Usually, the methods implemented in Manopt.jl also have a high-level interface, that is easier to call, creates the necessary problem and options structure and calls the solver.

The two technical functions initialize_solver! and step_solver! should be documented with technical details, while the high level interface should usually provide a general description and some literature references to the algorithm at hand.

Provide a new example

The examples/ folder features several examples covering all solvers. Still, if you have a new example that you implemented yourself for fun or for a paper, feel free to add it to the repository as well. Also, if you have a Pluto notebook of your example, feel free to contribute that.

Code style

We try to follow the documentation guidelines from the Julia documentation as well as Blue Style. We run JuliaFormatter.jl on the repo in the way set in the .JuliaFormatter.toml file, which enforces a number of conventions consistent with the Blue Style.

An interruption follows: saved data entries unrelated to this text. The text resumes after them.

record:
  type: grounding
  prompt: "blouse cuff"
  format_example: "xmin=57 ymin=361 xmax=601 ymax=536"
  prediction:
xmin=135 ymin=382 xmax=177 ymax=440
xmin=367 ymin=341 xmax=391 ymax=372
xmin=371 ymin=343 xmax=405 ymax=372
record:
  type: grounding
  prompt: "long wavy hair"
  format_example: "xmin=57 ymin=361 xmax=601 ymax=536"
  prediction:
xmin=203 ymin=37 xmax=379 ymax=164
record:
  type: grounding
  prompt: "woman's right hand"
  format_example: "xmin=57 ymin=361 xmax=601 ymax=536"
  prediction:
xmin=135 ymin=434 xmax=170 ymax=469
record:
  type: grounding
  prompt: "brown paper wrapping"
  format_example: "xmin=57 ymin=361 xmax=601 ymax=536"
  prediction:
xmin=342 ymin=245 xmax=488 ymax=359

We also follow a few internal conventions:

  • It is preferred that the Problem's struct contains information about the general structure of the problem.
  • Any implemented function should be accompanied by its mathematical formulae if a closed form exists.
  • Problem and option structures are stored within the plan/ folder and sorted by properties of the problem and/or solver at hand.
  • Within the source code of one algorithm, the high level interface should be first, then the initialization, then the step.
  • Otherwise an alphabetical order is preferable.
  • The above implies that the mutating variant of a function follows the non-mutating variant.
  • There should be no dangling = signs.
  • Always add a newline between things of different types (struct/method/const).
  • Always add a newline between methods for different functions (including mutating/nonmutating variants).
  • Prefer to have no newline between methods for the same function; when reasonable, merge the docstrings.
  • All import/using/include should be in the main module file.